Does Sonography Allow an Objective and Reproducible Distinction Between Stable, Hypermobile and Unstable Elbow Joints?

Kirschbaum Stephanie, Plachel Fabian, Kerschbaum Maximillian, Gerhard Christian, Thiele Kathi
Journal of Shoulder and Elbow Surgery 2021 January 19

INTRODUCTION: The diagnosis of residual or chronic elbow instability is often challenging. Sonography therefore allows a dynamic examination of the elbow joint without any radiation exposure. The purpose of this prospective single-center study was to investigate the application of sonography for the evaluation of ligamentous instabilities of the elbow joint. Therefore, asymptomatic (stable) and acute dislocated (unstable) elbows were examined by sonography.
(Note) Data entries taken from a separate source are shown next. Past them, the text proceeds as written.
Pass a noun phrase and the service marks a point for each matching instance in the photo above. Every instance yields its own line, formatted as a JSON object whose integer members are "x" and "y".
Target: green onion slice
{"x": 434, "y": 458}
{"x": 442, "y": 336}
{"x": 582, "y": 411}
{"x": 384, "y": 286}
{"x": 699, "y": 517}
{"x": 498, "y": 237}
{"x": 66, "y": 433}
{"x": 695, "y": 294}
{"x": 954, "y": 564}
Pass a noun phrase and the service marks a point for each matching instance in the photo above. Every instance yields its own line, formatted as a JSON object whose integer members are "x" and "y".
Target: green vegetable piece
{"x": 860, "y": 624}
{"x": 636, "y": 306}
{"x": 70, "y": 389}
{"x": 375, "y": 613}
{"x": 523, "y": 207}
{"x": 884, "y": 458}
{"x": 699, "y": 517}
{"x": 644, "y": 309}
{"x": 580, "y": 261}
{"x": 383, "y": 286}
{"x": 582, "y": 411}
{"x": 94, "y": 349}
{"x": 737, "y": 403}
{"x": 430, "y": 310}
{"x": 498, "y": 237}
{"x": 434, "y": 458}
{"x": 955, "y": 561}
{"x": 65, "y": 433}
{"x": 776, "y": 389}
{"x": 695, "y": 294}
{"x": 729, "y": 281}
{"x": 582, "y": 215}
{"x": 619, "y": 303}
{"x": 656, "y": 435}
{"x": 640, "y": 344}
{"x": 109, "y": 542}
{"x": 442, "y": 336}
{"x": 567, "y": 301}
METHODS: A total of 72 elbows in 36 participants (23 females, 13 male, 40 years ± 17 [range, 18-82]) were examined. Group 1 (G1 (normal)) included 40 unaffected, asymptomatic elbow joints. Twenty-eight elbows belonged to 14 voluntary participants (bilateral), 12 asymptomatic elbows belong to the patients who suffered from an acute elbow dislocation (contralateral elbow). Group 2 (G2 (hypermobile)) included 20 hypermobile elbow joints in 10 participants (bilateral) and group 3 (G3 (unstable)) included 12 acute unstable elbow joints without bony lesion. Radiographic assessment included sonography of both elbow joints with standardized measurements of the neutral and stressed radiocapitellar and ulnohumeral distances (as delta-values (Δ)). Two investigators independently performed all measurements. Additionally plain radiographs and MRI of the affected elbow joints were carried out within G3 (unstable).

RESULTS: At the radial side, the mean radiocapitellar -Δ was statistically higher in G3 - unstable (2.2 ± 1.6 mm) than in G1 (normal) (0.5 ± 0.4 mm; p<0.01) or G2 (hypermobile) (0.8 ± 0.6 mm; p<0.01). G3 (unstable) showed also an increased ulnohumeral-Δ (2.7 ± 0.7 mm) compared to G1 (normal) (1.0 ± 0.7 mm; p<0.01) or G2 (hypermobile) (0.9 ± 0.3 mm; p<0.01). No significant differences in the mean radiocapitellar -Δ (p=0.06) and ulnohumeral-Δ (p=0.26) were found between G1 (normal) and G2 (hypermobile). Within G3 (unstable), there was a significant higher Δ at the affected elbow joint compared to the contralateral unaffected elbow joint (radial: p=0.04; ulnar: p=0.04). The interrater correlation coefficient (ICC) was 0.82 for the radial side and 0.74 for the ulnar side. Patient with collateral ligament injury, diagnosed in MRI, showed higher Δ to those with intact collateral ligaments although no significant difference was found.

CONCLUSION: Sonography of the elbow joint is a valuable imaging tool for the assessment of ligamentous instability. Nevertheless, a distinction between healthy and hypermobile elbow joints is not possible and therefore, obtaining a complete clinical history and examination is vital. We further recommend comparing the affected elbow joint with the contralateral side in order to access intraindividual differences.

LEVEL OF EVIDENCE: Level III; Case-Control Design; Diagnostic Study.